How validate user input when the expected value is

2019-04-13 07:08发布

问题:

I have the following code:

#include <stdio.h>

#define MIN 0
#define MAX 9 

int main()
{
    int n;

    while (1) {
        printf("Enter a number (%d-%d) :", MIN, MAX);
        scanf("%d", &n);

        if (n >= MIN && n <= MAX) {
            printf("Good\n");
        } else {
            printf("Damn you!\n");
            break;
        }
    }

    return 0;
}

The above code works as expected as long as the user inputs an integer value. For example,

$ ./a.out 
Enter a number (0-9) :15
Damn you!
$ ./a.out 
Enter a number (0-9) :5
Good
Enter a number (0-9) :3
Good
Enter a number (0-9) :-1
Damn you!
$ ./a.out 

But, when the user enters any unexpected input (like <up-arrow> - which is ^[[A, or any string like abc or abc def, etc), it fails and goes in to an infinite loop.

$ ./a.out 
Enter a number (0-9) :2
Good
Enter a number (0-9) :^[[A
Good
Enter a number (0-9) :Good
Enter a number (0-9) :Good
Enter a number (0-9) :Good
Enter a number (0-9) :Good
Enter a number (0-9) :Good
Enter a number (0-9) :Good
^C

One thing to note: when the use enters <up-arrow> for the first time, it works as expected!

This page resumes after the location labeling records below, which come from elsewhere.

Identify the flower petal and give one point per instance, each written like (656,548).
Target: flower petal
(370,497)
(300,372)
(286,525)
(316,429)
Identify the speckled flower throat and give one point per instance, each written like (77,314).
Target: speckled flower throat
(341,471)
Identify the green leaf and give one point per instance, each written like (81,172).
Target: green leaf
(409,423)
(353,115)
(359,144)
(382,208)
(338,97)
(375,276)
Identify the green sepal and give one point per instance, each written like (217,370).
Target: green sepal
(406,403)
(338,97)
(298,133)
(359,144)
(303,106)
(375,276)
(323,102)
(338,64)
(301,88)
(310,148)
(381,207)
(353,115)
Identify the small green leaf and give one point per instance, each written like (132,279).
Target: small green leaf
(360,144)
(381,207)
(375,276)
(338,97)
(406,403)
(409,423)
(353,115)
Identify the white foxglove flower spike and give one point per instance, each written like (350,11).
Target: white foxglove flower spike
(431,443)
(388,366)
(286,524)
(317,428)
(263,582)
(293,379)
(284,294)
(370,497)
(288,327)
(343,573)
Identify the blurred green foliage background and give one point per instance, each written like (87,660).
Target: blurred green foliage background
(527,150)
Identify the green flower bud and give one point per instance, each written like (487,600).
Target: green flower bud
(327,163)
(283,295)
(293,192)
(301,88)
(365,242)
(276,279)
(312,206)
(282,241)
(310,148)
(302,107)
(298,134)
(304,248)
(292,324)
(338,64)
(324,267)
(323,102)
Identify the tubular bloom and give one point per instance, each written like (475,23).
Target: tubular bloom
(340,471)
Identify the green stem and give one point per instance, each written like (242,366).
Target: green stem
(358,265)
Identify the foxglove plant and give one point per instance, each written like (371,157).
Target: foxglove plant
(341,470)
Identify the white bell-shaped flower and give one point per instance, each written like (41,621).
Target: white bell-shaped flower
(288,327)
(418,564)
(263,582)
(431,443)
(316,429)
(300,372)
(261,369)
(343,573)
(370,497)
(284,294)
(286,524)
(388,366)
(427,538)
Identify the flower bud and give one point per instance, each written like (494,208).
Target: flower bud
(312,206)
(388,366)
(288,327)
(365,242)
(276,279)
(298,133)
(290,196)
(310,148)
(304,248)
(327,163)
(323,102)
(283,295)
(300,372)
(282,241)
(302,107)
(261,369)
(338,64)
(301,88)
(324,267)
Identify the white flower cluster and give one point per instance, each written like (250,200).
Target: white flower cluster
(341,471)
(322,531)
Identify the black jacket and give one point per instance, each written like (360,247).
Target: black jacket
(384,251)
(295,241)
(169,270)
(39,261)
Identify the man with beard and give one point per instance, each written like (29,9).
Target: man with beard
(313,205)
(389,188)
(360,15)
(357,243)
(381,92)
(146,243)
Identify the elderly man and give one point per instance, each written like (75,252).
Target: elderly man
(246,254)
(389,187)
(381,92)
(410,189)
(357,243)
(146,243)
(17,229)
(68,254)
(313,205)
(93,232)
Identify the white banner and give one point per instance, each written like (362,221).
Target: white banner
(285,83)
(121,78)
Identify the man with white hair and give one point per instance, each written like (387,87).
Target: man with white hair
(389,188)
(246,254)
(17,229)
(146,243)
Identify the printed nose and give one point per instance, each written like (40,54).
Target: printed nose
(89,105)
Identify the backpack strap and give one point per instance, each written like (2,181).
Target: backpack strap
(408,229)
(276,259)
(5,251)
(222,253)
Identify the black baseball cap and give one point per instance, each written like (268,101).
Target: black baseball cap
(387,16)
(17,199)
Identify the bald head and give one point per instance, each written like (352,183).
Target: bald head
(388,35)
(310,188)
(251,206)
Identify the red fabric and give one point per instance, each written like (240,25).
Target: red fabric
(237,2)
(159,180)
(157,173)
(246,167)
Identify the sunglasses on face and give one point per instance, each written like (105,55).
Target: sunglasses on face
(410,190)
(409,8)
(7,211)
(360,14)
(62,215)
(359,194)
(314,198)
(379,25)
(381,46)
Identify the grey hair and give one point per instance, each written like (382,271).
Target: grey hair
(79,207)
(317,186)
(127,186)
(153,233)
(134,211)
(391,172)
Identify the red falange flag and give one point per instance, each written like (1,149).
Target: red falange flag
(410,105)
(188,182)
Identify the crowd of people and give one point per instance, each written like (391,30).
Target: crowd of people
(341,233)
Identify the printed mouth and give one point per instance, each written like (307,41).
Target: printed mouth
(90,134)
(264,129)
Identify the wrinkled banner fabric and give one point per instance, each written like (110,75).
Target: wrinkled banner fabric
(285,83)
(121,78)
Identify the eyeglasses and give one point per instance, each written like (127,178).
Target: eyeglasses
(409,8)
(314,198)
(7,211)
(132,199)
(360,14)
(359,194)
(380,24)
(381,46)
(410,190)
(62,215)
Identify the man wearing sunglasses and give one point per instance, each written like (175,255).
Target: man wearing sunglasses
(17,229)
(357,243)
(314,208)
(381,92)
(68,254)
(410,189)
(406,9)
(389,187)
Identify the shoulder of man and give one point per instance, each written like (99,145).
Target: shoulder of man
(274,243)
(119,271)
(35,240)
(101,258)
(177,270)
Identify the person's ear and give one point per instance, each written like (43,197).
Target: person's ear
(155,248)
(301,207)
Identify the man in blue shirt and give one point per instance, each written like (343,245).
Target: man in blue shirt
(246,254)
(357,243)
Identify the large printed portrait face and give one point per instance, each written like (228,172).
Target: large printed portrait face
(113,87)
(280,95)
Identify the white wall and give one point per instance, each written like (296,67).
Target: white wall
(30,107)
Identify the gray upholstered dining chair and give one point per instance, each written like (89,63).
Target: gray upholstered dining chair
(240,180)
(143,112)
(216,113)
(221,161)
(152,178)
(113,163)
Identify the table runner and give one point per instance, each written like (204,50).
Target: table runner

For example,

$ ./a.out 
Enter a number (0-9) :^[[A
Damn you!
$ 

Why is this odd behavior? How should we handle the case where user enters something that is unappropriate?

回答1:

Personally, I advise ditching scanf altogether for interactive user input, especially for numeric input. It just isn't robust enough to handle certain bad cases.

The %d conversion specifier tells scanf to read up to the next non-numeric character (ignoring any leading whitespace). Assume the call

scanf("%d", &val);

If your input stream looks like {'\n', '\t', ' ', '1', '2', '3', '\n'}, scanf will skip over the leading whitespace characters, read and convert "123", and stop at the trailing newline character. The value 123 will be assigned to val, and scanf will return a value of 1, indicating the number of successful assignments.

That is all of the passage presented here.